Vague de froid hivernale

Chaque hiver, après un épisode de froid marqué, la même question revient chez les habitants de la Côte d’Azur : les températures négatives ont-elles enfin éradiqué les nuisibles comme le moustique tigre ? Si le froid a bien un impact sur ces espèces invasives, la réalité scientifique est plus nuancée.

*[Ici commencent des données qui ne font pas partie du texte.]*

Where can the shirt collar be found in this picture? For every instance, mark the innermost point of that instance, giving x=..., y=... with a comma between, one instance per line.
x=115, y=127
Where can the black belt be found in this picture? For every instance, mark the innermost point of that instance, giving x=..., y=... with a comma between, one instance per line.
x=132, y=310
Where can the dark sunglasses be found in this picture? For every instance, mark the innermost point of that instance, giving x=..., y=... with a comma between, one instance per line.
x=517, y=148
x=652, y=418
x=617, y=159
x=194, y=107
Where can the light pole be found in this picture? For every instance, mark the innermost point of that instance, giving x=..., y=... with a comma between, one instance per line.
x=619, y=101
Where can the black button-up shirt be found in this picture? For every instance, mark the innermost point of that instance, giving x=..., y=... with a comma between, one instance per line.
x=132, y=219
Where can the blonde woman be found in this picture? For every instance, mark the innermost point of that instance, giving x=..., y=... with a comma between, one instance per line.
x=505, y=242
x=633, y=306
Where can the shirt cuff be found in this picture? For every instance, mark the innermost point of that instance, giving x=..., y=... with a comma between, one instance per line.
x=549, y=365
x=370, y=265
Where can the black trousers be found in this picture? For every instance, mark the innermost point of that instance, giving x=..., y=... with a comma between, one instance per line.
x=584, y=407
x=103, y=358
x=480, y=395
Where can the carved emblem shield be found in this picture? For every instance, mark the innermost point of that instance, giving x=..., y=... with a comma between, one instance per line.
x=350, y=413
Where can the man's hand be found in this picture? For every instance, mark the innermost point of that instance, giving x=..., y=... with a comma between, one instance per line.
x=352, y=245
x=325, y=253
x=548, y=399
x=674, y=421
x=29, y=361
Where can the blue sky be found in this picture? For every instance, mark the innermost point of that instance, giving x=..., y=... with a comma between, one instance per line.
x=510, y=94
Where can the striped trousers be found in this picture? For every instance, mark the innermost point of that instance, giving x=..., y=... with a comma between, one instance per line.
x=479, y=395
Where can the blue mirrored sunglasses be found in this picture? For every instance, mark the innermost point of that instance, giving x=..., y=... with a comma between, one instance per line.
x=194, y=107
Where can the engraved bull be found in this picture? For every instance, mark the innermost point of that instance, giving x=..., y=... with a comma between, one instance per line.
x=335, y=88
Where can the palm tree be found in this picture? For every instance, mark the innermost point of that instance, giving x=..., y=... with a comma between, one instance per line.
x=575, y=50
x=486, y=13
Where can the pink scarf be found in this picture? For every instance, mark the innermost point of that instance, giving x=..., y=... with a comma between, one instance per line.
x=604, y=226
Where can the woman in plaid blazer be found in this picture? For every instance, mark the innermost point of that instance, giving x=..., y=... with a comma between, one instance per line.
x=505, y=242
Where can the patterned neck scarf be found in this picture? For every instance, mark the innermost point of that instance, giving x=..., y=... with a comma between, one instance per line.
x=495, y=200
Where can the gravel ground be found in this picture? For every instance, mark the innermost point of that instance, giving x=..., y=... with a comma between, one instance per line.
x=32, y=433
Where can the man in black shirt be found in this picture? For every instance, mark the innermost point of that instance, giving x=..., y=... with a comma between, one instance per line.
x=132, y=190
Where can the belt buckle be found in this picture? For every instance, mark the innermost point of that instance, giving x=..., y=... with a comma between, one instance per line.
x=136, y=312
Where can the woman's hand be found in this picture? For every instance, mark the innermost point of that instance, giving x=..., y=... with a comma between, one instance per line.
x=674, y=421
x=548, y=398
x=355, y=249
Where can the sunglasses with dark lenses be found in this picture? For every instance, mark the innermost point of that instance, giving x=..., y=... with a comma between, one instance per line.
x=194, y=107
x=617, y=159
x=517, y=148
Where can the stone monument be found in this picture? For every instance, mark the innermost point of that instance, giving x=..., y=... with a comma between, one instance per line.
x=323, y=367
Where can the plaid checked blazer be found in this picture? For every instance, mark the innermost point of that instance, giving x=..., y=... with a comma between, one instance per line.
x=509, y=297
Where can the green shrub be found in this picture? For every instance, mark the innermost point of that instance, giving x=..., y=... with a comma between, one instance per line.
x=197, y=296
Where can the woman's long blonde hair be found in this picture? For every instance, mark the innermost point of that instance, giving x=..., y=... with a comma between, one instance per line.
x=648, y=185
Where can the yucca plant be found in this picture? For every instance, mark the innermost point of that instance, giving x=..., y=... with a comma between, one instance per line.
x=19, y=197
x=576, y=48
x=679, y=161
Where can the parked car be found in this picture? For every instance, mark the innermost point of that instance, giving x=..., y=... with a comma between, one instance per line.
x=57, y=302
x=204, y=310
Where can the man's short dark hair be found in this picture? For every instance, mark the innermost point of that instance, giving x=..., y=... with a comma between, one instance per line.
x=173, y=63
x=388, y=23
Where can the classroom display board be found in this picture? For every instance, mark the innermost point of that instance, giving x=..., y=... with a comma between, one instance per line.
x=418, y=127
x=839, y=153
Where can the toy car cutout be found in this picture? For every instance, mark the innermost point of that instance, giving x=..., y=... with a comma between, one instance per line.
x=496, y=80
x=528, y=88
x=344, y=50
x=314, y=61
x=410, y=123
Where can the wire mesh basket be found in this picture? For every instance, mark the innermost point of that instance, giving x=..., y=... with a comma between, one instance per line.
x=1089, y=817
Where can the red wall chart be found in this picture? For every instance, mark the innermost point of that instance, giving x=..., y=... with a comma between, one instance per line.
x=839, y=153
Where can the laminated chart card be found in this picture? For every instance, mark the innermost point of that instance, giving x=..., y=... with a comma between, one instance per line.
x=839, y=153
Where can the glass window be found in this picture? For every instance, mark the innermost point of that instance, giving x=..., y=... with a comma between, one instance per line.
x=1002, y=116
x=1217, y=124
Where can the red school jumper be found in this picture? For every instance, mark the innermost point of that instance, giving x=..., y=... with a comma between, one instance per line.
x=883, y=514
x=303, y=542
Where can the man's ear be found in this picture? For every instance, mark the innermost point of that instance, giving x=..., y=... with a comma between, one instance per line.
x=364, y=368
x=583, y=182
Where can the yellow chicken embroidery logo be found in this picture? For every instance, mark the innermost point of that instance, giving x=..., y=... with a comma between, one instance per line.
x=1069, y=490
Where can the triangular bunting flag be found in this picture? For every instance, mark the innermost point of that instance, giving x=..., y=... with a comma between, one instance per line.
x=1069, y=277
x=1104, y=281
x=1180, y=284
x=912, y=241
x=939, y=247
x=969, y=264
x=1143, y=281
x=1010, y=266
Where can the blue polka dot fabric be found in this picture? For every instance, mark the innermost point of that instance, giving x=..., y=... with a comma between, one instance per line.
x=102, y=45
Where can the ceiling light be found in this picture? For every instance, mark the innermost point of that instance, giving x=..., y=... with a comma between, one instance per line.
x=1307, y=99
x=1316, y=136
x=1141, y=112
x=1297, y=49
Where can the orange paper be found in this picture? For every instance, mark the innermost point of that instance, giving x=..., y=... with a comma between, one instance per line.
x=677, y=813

En mars 2026, à l’approche des beaux jours dans les Alpes-Maritimes, il est essentiel de comprendre pourquoi le risque reste bien réel.

3/1/20262 min temps de lecture

Vague de froid hivernale : a-t-elle vraiment suffi à éliminer le moustique tigre sur la Côte d’Azur ?

Chaque hiver, après un épisode de froid marqué, la même question revient chez les habitants de la Côte d’Azur : les températures négatives ont-elles enfin éradiqué les nuisibles comme le moustique tigre ?


Si le froid a bien un impact sur ces espèces invasives, la réalité scientifique est plus nuancée. En mars 2026, à l’approche des beaux jours dans les Alpes-Maritimes, il est essentiel de comprendre pourquoi le risque reste bien réel.

Le froid hivernal : un frein, mais pas une solution définitive

Les périodes de gel constituent effectivement une contrainte pour de nombreux insectes nuisibles. Les moustiques adultes et les frelons mâles survivent rarement à des températures négatives prolongées.
Cependant, cela ne signifie pas pour autant la disparition des populations.

Le cas du moustique tigre (Aedes albopictus). Originaire de régions tropicales et subtropicales, le moustique tigre est sensible au froid… mais uniquement à l’état adulte. Les études montrent que :

  • Les adultes meurent dès que les températures deviennent durablement négatives.

  • Les œufs, en revanche, peuvent résister jusqu’à -10 °C.

  • Ces œufs entrent en dormance tout l’hiver et éclosent dès le retour de températures plus douces, souvent dès mars ou avril sur le littoral azuréen.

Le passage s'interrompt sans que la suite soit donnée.